Total assets of the group were $6.16bn as of end-September 2020 compared with $5.95bn as of end-December 2019, an increase of 3.5pc.

Total income for the nine months was $214.10m versus $244.99m for the 2019 period.

Despite a decrease of 12.6pc in income, all business lines have contributed to the income despite difficult market conditions that have characterised 2020.

Total income for the third quarter was $67.58m compared to $85.89m for the third quarter of 2019, a decrease of 21.3pc.

Major contributions for the third quarter included income from the placement of the group’s US deal and advisory fee income.

Total expenses for the period were $183.79m up marginally by 0.3pc from $183.31m for the first nine months of 2019, reflecting the cost streamlining measures undertaken by the group.

Total expenses for the third quarter of 2020 was $57.65m compared to $68.66m in the comparative period of 2019, a significant drop of 16pc.

Commenting on the results, GFH chairman Jassim Alseddiqi said, “For the first nine months of 2020, we remain encouraged by the resilient nature of the group’s diverse business model. While net profit for the period was affected by the fallout of the Covid-19 pandemic, the ability of the group to deliver solid income and results is an important demonstration of the underlying strength of our strategy and progress that continues to be made across each and every one of our business lines. Although we expect current challenges to continue for the foreseeable future, we remain confident in our own ability to nevertheless find and leverage opportunities including those we see for inorganic growth in the forthcoming periods.”

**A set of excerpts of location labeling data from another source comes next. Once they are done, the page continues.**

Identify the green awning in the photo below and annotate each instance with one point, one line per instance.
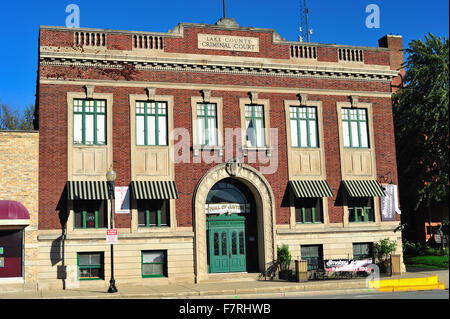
(87, 190)
(154, 190)
(363, 188)
(311, 189)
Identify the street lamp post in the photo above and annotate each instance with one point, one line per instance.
(111, 177)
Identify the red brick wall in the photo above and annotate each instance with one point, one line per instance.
(53, 150)
(53, 118)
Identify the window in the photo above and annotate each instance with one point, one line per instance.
(362, 250)
(360, 209)
(151, 123)
(153, 213)
(90, 214)
(154, 264)
(303, 121)
(90, 266)
(254, 126)
(89, 122)
(206, 124)
(313, 254)
(355, 129)
(308, 210)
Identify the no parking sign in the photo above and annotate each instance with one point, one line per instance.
(112, 236)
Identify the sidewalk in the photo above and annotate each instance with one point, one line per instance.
(223, 290)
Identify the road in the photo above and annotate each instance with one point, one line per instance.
(425, 294)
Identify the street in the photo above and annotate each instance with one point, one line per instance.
(424, 294)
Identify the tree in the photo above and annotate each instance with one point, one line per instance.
(421, 124)
(12, 120)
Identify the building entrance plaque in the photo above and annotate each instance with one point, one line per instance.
(228, 42)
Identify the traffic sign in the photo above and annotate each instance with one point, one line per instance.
(112, 236)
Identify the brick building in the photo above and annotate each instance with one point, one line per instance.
(19, 155)
(227, 142)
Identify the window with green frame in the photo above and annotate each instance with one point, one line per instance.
(362, 250)
(154, 264)
(313, 254)
(254, 125)
(303, 121)
(151, 123)
(90, 214)
(153, 213)
(355, 128)
(90, 266)
(206, 124)
(89, 122)
(308, 211)
(360, 209)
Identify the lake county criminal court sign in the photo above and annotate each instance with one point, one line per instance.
(228, 42)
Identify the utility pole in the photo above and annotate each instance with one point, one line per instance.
(305, 32)
(224, 13)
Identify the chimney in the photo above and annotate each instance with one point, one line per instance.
(395, 45)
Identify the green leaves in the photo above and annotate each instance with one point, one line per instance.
(421, 123)
(12, 120)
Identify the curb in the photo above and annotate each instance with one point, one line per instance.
(407, 284)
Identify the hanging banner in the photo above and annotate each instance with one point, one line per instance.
(112, 236)
(348, 264)
(122, 200)
(389, 203)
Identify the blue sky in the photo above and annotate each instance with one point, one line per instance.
(341, 22)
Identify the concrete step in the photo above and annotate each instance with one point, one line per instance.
(231, 277)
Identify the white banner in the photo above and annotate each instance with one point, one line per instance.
(389, 203)
(348, 264)
(122, 200)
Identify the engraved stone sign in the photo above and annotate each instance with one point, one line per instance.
(228, 42)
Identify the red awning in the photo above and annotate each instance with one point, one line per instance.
(13, 210)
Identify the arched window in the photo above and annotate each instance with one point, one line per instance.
(226, 192)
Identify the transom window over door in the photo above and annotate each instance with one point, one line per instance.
(89, 122)
(151, 123)
(254, 125)
(355, 128)
(303, 121)
(206, 124)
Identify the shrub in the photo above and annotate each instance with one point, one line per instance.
(384, 248)
(284, 257)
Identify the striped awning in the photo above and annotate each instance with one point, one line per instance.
(367, 188)
(87, 190)
(154, 190)
(311, 189)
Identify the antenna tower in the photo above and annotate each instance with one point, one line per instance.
(305, 32)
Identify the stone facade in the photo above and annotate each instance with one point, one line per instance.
(19, 158)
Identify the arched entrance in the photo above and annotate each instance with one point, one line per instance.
(231, 228)
(250, 235)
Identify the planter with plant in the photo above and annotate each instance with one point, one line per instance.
(384, 248)
(284, 262)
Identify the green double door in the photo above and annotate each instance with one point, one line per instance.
(226, 243)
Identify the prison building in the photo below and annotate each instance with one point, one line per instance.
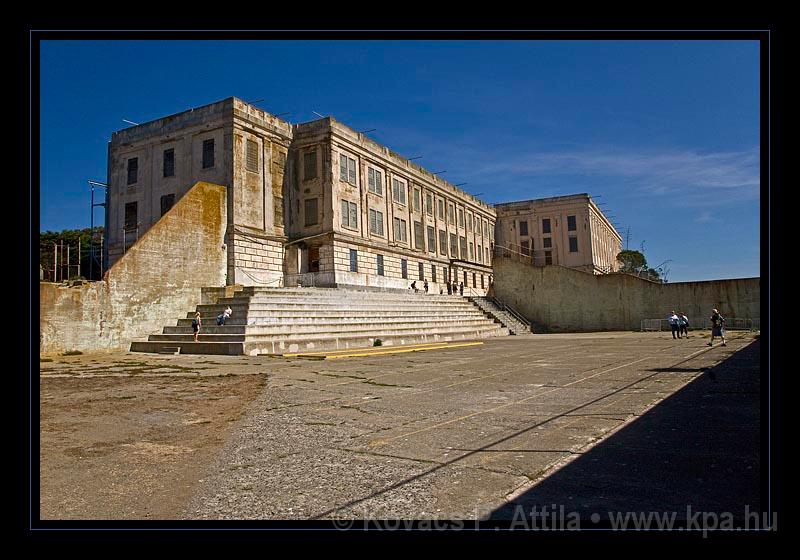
(359, 214)
(313, 204)
(563, 230)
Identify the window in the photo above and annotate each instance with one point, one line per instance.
(133, 170)
(573, 244)
(374, 181)
(310, 165)
(349, 214)
(375, 222)
(419, 236)
(347, 169)
(131, 215)
(166, 203)
(310, 208)
(398, 191)
(400, 230)
(208, 153)
(353, 260)
(169, 163)
(251, 161)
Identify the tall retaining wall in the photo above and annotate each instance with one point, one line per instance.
(560, 299)
(158, 278)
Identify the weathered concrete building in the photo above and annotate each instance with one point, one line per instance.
(565, 230)
(315, 203)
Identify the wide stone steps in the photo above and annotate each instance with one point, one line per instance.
(332, 327)
(287, 320)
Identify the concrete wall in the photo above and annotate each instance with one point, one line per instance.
(156, 280)
(560, 299)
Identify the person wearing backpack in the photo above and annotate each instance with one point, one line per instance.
(717, 327)
(684, 324)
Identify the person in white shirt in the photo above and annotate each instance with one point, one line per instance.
(674, 323)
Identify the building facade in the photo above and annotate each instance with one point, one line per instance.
(314, 204)
(564, 230)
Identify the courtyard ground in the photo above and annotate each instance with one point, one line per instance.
(462, 433)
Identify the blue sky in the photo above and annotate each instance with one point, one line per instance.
(665, 132)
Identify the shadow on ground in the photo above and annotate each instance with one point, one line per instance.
(697, 449)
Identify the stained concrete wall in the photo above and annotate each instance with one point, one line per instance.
(560, 299)
(158, 279)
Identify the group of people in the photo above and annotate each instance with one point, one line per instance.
(197, 322)
(679, 323)
(454, 288)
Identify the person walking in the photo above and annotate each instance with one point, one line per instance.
(225, 315)
(717, 327)
(197, 322)
(684, 324)
(674, 323)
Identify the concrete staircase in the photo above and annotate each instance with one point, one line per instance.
(514, 325)
(288, 320)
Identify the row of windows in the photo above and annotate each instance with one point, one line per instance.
(523, 225)
(168, 165)
(349, 219)
(132, 211)
(547, 243)
(347, 173)
(421, 270)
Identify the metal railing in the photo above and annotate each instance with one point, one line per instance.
(730, 324)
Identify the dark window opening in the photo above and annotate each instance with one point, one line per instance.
(169, 163)
(133, 170)
(166, 203)
(208, 153)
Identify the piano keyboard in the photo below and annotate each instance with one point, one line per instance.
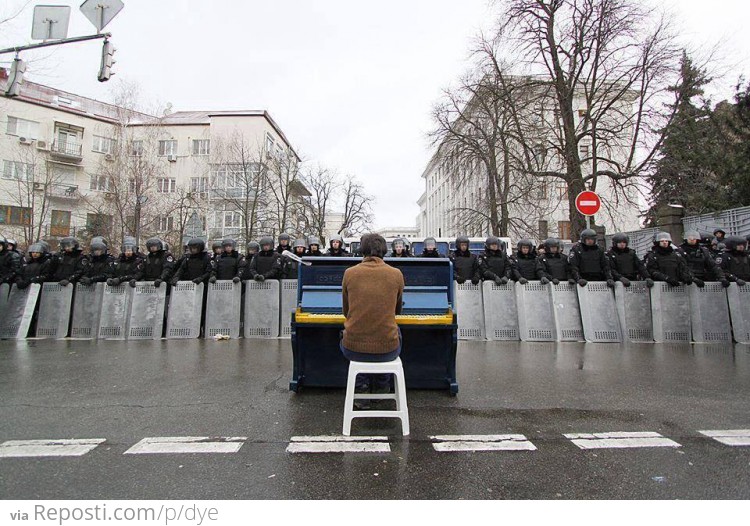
(401, 319)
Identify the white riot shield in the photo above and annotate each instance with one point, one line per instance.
(709, 313)
(113, 320)
(469, 311)
(739, 308)
(185, 309)
(87, 307)
(223, 309)
(567, 313)
(55, 305)
(536, 321)
(146, 319)
(500, 311)
(261, 309)
(634, 312)
(288, 306)
(670, 312)
(599, 313)
(19, 312)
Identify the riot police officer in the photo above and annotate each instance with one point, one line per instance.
(734, 262)
(229, 264)
(36, 268)
(495, 264)
(663, 263)
(430, 248)
(100, 263)
(588, 262)
(553, 265)
(159, 263)
(624, 262)
(284, 240)
(336, 247)
(129, 266)
(267, 263)
(196, 265)
(465, 264)
(10, 262)
(524, 262)
(69, 264)
(399, 249)
(313, 247)
(289, 267)
(702, 264)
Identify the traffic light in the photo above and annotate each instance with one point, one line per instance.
(13, 89)
(105, 71)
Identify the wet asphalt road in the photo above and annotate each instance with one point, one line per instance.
(126, 391)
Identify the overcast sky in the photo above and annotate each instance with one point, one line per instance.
(350, 83)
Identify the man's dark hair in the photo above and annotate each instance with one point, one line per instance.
(373, 245)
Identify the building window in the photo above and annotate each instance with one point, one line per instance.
(166, 185)
(15, 215)
(103, 144)
(167, 148)
(19, 171)
(201, 146)
(22, 128)
(136, 148)
(563, 229)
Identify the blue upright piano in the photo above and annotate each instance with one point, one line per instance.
(427, 322)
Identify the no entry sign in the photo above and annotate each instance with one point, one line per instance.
(588, 203)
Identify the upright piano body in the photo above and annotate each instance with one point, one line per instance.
(427, 322)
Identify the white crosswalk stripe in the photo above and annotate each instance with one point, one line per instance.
(156, 445)
(48, 448)
(620, 439)
(448, 443)
(729, 437)
(339, 444)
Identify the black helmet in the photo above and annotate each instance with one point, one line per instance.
(197, 242)
(552, 242)
(69, 242)
(588, 233)
(154, 242)
(266, 240)
(620, 238)
(733, 241)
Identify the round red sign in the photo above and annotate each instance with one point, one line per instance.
(588, 203)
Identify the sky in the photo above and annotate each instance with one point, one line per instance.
(350, 83)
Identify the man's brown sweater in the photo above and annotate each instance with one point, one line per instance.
(372, 294)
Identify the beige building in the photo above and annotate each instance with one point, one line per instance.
(74, 166)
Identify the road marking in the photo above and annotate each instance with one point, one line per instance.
(446, 443)
(338, 444)
(152, 445)
(729, 437)
(49, 448)
(620, 439)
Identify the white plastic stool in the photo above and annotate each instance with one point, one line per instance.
(402, 411)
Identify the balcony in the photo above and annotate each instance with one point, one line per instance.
(67, 150)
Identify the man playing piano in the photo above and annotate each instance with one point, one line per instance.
(372, 293)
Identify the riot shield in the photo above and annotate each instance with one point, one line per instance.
(55, 304)
(500, 311)
(567, 313)
(670, 312)
(599, 313)
(261, 309)
(709, 313)
(469, 311)
(146, 319)
(87, 307)
(223, 309)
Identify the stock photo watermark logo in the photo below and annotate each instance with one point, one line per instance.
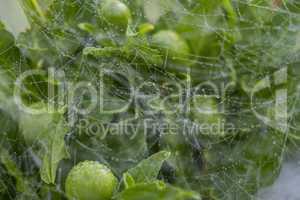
(207, 109)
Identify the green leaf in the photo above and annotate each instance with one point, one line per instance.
(156, 191)
(46, 131)
(55, 151)
(147, 170)
(128, 180)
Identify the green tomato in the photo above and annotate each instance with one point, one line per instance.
(90, 180)
(172, 43)
(116, 13)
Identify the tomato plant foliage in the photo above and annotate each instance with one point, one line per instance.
(164, 69)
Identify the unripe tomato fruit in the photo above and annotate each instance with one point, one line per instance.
(172, 42)
(90, 180)
(116, 13)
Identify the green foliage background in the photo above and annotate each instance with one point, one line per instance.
(230, 42)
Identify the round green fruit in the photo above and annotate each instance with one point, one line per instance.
(171, 42)
(116, 13)
(90, 180)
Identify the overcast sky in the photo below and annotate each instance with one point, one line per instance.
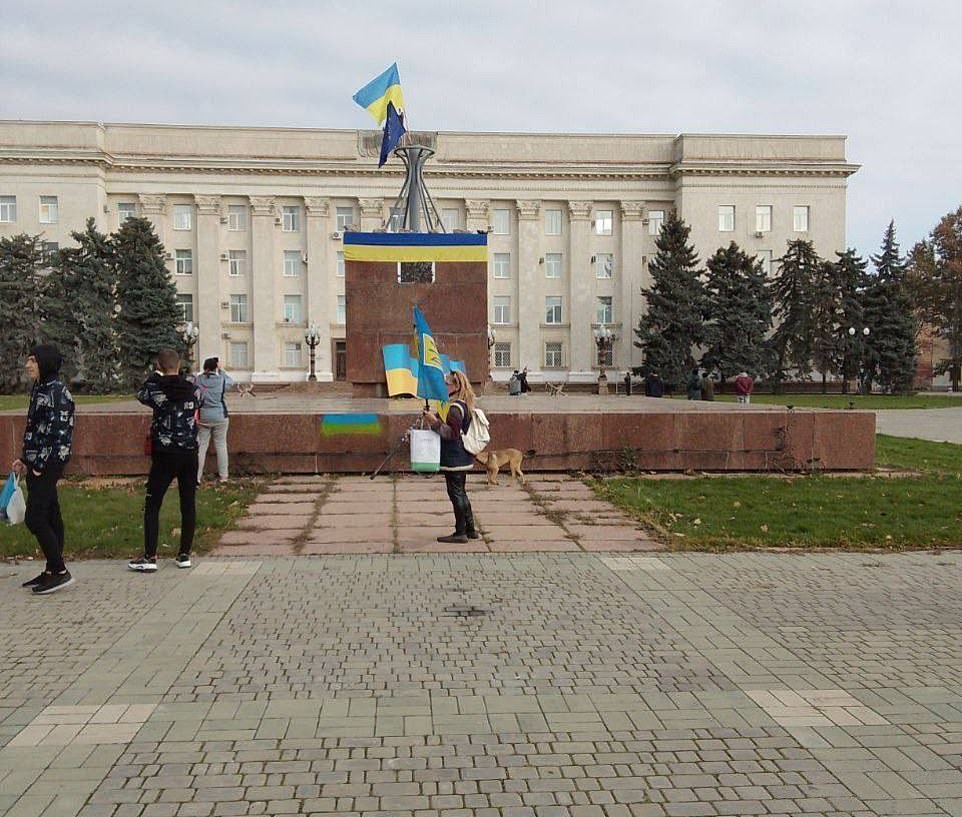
(886, 74)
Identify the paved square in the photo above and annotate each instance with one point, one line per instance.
(577, 683)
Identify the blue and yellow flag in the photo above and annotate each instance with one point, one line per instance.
(431, 385)
(385, 88)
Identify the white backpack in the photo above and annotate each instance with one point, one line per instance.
(478, 435)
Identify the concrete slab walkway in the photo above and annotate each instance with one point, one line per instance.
(407, 513)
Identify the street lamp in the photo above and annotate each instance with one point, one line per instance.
(604, 340)
(189, 336)
(312, 338)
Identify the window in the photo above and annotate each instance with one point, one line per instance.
(292, 354)
(292, 263)
(800, 219)
(183, 216)
(185, 302)
(290, 218)
(8, 209)
(603, 222)
(237, 217)
(552, 309)
(765, 259)
(237, 260)
(726, 218)
(552, 222)
(49, 210)
(345, 219)
(451, 219)
(238, 354)
(603, 311)
(184, 262)
(292, 309)
(604, 265)
(552, 265)
(238, 308)
(502, 309)
(656, 220)
(763, 218)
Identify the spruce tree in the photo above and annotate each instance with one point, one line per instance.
(21, 305)
(674, 322)
(739, 314)
(793, 308)
(891, 349)
(146, 295)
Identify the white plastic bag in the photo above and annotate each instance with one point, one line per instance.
(425, 451)
(17, 506)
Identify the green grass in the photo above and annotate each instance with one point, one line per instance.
(21, 401)
(731, 512)
(107, 522)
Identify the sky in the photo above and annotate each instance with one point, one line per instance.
(884, 74)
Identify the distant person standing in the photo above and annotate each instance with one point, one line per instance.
(743, 388)
(213, 419)
(47, 439)
(173, 436)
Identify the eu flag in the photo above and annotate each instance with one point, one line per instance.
(431, 385)
(393, 131)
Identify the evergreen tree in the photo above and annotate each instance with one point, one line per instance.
(21, 305)
(793, 308)
(739, 314)
(674, 322)
(935, 278)
(891, 350)
(146, 295)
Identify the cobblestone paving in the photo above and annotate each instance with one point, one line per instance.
(521, 685)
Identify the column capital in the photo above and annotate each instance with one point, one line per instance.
(208, 205)
(632, 210)
(152, 204)
(317, 206)
(262, 205)
(528, 208)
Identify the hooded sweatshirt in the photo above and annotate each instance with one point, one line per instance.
(174, 400)
(49, 432)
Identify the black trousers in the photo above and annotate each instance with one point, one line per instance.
(165, 466)
(463, 514)
(43, 517)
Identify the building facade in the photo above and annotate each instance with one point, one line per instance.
(252, 220)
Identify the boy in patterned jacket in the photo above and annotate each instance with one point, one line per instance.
(173, 435)
(46, 450)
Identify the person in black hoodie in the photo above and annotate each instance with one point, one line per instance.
(173, 436)
(46, 450)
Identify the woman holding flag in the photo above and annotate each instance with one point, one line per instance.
(456, 461)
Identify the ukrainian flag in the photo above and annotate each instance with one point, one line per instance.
(379, 91)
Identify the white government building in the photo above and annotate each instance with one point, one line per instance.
(252, 220)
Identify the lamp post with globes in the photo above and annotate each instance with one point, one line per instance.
(312, 337)
(604, 340)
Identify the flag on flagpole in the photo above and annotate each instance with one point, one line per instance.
(375, 96)
(431, 385)
(393, 131)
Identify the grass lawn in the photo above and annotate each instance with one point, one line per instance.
(107, 522)
(709, 513)
(21, 401)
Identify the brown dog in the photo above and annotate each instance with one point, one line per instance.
(493, 460)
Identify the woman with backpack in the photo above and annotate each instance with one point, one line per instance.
(213, 418)
(456, 460)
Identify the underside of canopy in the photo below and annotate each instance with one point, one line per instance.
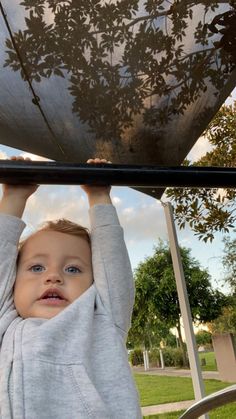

GFH chief executive Hisham Alrayes said, “We are pleased with GFH’s continued strong performance and revenue generation despite the unprecedented market conditions under which the group and our portfolio companies have been operating over the past nine months. We are also pleased with the results of the restructuring of our commercial banking subsidiary and its ability to contribute to profitability over the last quarter. As we go forward, we expect enhanced activity in our investment banking and commercial banking businesses as well as treasury and real estate operations to have a positive impact on our performance and results.”